3

There is an example of pcap file opened in wireshark enter image description here

The second column is time. Is it possible to see absolute timestamps here instead of relative?

user1700494
  • 1,642
  • 2
  • 12
  • 21
  • 2
    In the `View` menu click `Time Display Format` and choose one of the `Time of Day` options. (The file is already fine.) – dave_thompson_085 Apr 25 '16 at 14:32
  • 1
    @dave_thompson_085 Could you please submit your comment as an answer?

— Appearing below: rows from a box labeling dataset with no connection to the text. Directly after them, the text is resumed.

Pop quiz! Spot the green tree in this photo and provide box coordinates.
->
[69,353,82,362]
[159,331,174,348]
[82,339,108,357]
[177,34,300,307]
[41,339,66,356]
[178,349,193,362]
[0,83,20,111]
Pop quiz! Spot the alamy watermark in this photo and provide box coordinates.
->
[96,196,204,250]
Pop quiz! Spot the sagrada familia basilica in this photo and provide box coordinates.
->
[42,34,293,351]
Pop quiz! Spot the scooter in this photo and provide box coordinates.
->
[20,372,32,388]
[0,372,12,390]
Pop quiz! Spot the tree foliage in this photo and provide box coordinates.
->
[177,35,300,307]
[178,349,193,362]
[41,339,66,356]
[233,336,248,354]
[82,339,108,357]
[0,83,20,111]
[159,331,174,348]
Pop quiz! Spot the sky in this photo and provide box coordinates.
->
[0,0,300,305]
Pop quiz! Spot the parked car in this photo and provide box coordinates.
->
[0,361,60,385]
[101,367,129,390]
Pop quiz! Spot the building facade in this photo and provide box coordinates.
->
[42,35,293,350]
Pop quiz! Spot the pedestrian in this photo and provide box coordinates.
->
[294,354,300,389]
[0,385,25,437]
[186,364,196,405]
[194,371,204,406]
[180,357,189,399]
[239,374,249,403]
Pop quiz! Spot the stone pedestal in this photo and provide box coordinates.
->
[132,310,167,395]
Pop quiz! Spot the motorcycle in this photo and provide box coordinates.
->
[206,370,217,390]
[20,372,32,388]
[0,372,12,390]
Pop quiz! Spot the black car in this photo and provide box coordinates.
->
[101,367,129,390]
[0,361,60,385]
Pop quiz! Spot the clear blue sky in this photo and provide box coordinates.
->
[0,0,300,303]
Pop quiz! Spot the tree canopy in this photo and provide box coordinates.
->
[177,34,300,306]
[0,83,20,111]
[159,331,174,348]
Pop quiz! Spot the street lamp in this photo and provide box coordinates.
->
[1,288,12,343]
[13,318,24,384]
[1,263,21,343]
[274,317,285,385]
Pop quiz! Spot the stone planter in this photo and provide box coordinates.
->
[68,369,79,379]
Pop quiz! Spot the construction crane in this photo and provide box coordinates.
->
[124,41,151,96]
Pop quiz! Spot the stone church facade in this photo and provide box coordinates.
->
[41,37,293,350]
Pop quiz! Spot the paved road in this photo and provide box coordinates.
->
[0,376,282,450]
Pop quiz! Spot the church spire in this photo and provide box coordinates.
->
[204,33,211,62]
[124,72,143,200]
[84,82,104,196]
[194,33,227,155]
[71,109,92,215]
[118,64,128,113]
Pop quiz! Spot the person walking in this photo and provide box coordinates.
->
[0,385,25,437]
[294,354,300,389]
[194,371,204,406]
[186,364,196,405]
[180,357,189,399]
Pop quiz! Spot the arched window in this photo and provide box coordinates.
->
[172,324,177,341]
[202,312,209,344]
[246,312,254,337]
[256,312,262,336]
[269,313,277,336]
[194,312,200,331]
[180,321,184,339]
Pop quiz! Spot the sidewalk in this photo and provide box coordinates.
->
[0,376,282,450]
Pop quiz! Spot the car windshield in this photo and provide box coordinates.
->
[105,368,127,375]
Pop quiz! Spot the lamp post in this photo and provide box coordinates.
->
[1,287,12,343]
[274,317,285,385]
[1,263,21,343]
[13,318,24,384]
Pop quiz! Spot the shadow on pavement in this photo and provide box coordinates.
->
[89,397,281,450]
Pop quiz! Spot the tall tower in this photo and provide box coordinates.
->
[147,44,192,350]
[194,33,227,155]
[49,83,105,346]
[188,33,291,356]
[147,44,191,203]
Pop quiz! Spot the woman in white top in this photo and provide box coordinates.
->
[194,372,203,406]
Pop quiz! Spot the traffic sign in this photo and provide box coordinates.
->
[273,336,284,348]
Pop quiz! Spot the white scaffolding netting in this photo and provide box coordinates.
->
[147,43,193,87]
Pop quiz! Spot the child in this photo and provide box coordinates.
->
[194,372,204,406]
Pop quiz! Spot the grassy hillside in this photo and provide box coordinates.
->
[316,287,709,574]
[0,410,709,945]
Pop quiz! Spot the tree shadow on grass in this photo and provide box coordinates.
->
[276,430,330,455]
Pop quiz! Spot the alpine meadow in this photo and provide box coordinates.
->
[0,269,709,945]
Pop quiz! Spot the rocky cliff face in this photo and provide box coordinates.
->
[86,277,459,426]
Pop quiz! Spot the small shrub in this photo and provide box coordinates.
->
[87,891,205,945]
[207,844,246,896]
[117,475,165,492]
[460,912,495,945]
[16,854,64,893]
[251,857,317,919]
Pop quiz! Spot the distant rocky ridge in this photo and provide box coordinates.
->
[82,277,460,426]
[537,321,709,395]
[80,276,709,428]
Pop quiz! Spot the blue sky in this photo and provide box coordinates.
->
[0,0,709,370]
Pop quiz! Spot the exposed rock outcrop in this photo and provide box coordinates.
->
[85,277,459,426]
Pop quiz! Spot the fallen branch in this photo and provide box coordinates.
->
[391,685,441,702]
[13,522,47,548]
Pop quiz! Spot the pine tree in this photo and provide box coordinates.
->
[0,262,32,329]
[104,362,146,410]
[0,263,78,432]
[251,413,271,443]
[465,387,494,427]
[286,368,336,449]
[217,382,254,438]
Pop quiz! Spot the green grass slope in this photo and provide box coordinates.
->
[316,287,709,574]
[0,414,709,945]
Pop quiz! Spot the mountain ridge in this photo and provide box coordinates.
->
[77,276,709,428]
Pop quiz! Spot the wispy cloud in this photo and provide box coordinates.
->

It's the correct answer to the question. –  Apr 25 '16 at 19:04

2 Answers2

4

(from comment)

A pcap file (from tcpdump or wireshark or AFAIK anything else using libpcap) already has absolute time; it's only the Wireshark display you need to adjust.

In the View menu click Time Display Format and choose one of the Time of Day options.

dave_thompson_085
  • 3,262
  • 1
  • 16
  • 16
2

tcpdump has its own timestump options for.

-t
    Don't print a timestamp on each dump line. 
-tt
    Print the timestamp, as seconds since January 1, 1970, 00:00:00, UTC, and fractions of a second since that time, on each dump line. 
-ttt
    Print a delta (micro-second resolution) between current and previous line on each dump line. 
-tttt
    Print a timestamp, as hours, minutes, seconds, and fractions of a second since midnight, preceded by the date, on each dump line. 
-ttttt
    Print a delta (micro-second resolution) between current and first line on each dump line. 

More info you can find at tcpdump manpage.